Le tempura se déguste brûlant, à peine sorti de l’huile. Trempez délicatement chaque bouchée dans la sauce avant de croquer.
Mes conseils et variantes pour un tempura parfait
- Le froid est votre allié : gardez tous les ingrédients de la pâte au frais jusqu’au dernier moment. Certains chefs japonais ajoutent même un glaçon directement dans la pâte!
- L’eau pétillante : remplacez l’eau plate par de l’eau gazeuse très froide pour une pâte encore plus aérienne.
- Le thermomètre : si vous êtes perfectionniste, investissez dans un thermomètre de cuisine pour maintenir l’huile à la température idéale (170-180°C).
- La farine de riz : pour une texture encore plus croustillante, remplacez 1/4 de la farine de blé par de la farine de riz.
- Variantes gourmandes : essayez le tempura avec des fleurs de courgette, des feuilles de périlla (shiso), des quartiers de pomme (pour un dessert surprenant!) ou même des huîtres fraîches.

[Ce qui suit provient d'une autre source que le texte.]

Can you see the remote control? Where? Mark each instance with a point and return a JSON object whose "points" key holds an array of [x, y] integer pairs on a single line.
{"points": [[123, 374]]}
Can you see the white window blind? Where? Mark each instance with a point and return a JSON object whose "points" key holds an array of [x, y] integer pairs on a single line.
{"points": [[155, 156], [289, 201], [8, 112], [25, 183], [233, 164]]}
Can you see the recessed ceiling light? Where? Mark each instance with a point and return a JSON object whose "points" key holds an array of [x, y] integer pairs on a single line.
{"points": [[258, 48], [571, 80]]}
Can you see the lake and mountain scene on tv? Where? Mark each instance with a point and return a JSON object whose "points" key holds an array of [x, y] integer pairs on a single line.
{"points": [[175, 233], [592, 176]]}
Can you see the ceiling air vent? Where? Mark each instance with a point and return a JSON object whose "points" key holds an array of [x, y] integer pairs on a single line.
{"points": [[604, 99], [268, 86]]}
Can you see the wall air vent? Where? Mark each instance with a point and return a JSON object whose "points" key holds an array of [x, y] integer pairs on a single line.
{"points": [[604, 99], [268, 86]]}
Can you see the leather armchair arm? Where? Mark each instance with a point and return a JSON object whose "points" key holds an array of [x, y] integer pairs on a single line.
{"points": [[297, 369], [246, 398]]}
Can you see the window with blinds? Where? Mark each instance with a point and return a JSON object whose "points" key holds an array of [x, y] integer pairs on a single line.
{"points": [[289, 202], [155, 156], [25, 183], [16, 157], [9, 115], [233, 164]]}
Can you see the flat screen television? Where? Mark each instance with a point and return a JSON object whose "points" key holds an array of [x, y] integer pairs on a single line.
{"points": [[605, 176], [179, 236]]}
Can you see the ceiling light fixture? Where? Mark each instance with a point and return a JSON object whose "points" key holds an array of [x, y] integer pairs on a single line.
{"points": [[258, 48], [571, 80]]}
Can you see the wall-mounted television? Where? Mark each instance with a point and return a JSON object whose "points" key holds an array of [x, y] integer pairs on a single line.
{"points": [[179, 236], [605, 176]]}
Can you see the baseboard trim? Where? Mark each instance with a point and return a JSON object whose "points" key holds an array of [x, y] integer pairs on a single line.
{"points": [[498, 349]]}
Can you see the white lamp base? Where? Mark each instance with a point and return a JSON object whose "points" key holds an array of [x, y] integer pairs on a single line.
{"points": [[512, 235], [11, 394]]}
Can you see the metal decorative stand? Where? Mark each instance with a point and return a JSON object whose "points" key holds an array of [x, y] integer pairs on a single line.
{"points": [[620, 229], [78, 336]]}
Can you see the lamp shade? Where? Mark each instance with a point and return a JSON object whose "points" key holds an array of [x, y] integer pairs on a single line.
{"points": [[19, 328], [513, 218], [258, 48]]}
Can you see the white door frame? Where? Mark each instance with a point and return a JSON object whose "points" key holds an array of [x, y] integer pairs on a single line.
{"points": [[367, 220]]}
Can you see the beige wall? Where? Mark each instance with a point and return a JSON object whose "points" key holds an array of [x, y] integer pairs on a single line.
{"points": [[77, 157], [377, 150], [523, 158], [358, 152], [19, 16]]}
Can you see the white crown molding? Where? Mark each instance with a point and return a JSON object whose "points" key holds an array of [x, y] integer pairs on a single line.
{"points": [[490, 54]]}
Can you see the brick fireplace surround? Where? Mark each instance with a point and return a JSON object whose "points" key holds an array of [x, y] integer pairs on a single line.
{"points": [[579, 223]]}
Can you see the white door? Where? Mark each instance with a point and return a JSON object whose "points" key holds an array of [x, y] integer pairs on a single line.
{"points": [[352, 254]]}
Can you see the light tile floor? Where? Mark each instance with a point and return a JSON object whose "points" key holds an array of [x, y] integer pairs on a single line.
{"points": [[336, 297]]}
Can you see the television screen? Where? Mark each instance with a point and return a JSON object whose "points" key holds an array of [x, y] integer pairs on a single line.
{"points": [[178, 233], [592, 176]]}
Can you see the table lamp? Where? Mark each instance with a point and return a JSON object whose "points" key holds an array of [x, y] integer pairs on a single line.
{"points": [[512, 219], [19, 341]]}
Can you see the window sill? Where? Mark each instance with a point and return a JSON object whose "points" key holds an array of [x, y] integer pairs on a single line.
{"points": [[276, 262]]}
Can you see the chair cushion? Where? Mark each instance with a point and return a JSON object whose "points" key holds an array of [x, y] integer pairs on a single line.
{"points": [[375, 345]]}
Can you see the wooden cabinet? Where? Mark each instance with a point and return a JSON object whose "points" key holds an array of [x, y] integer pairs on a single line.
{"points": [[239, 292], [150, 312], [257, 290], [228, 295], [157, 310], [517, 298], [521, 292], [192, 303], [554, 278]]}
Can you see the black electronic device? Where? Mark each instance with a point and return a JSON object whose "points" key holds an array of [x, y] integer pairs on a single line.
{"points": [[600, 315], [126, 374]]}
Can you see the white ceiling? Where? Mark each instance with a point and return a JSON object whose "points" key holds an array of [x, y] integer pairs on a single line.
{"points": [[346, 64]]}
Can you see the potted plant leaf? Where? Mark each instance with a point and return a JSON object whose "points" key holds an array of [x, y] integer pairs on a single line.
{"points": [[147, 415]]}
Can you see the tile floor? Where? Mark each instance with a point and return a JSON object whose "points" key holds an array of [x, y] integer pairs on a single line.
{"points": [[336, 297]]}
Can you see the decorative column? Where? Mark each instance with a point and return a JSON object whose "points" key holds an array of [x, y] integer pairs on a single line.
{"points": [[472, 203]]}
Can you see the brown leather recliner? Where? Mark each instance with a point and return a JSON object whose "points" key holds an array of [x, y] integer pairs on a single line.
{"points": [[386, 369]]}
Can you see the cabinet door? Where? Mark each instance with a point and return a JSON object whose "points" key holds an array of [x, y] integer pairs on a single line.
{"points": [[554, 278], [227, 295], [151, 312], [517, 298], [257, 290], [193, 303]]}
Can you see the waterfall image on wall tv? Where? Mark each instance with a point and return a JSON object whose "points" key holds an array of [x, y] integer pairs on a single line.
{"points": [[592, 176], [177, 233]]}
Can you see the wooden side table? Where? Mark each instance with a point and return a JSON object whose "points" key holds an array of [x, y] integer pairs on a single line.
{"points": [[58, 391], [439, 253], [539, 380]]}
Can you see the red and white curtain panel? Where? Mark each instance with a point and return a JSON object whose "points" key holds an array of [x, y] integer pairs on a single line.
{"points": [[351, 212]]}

- Conservation : le tempura se déguste idéalement sur le moment. Si vous devez attendre entre deux services, gardez-les au chaud dans un four à 100°C, posés sur une grille (jamais empilés).
J’ai mis du temps à maîtriser l’art du tempura, mais quelle satisfaction quand on y arrive! La première fois que j’ai obtenu cette texture parfaite – ce croustillant aérien qui fait « crac » sous la dent – j’ai ressenti la même fierté que lorsque j’ai réussi ma première pâtisserie complexe. N’ayez pas peur d’essayer plusieurs fois : chaque tentative vous rapprochera du tempura parfait que vous pourriez déguster dans une petite échoppe de Tokyo.
Alors, prêts à faire voyager vos papilles au pays du Soleil-Levant?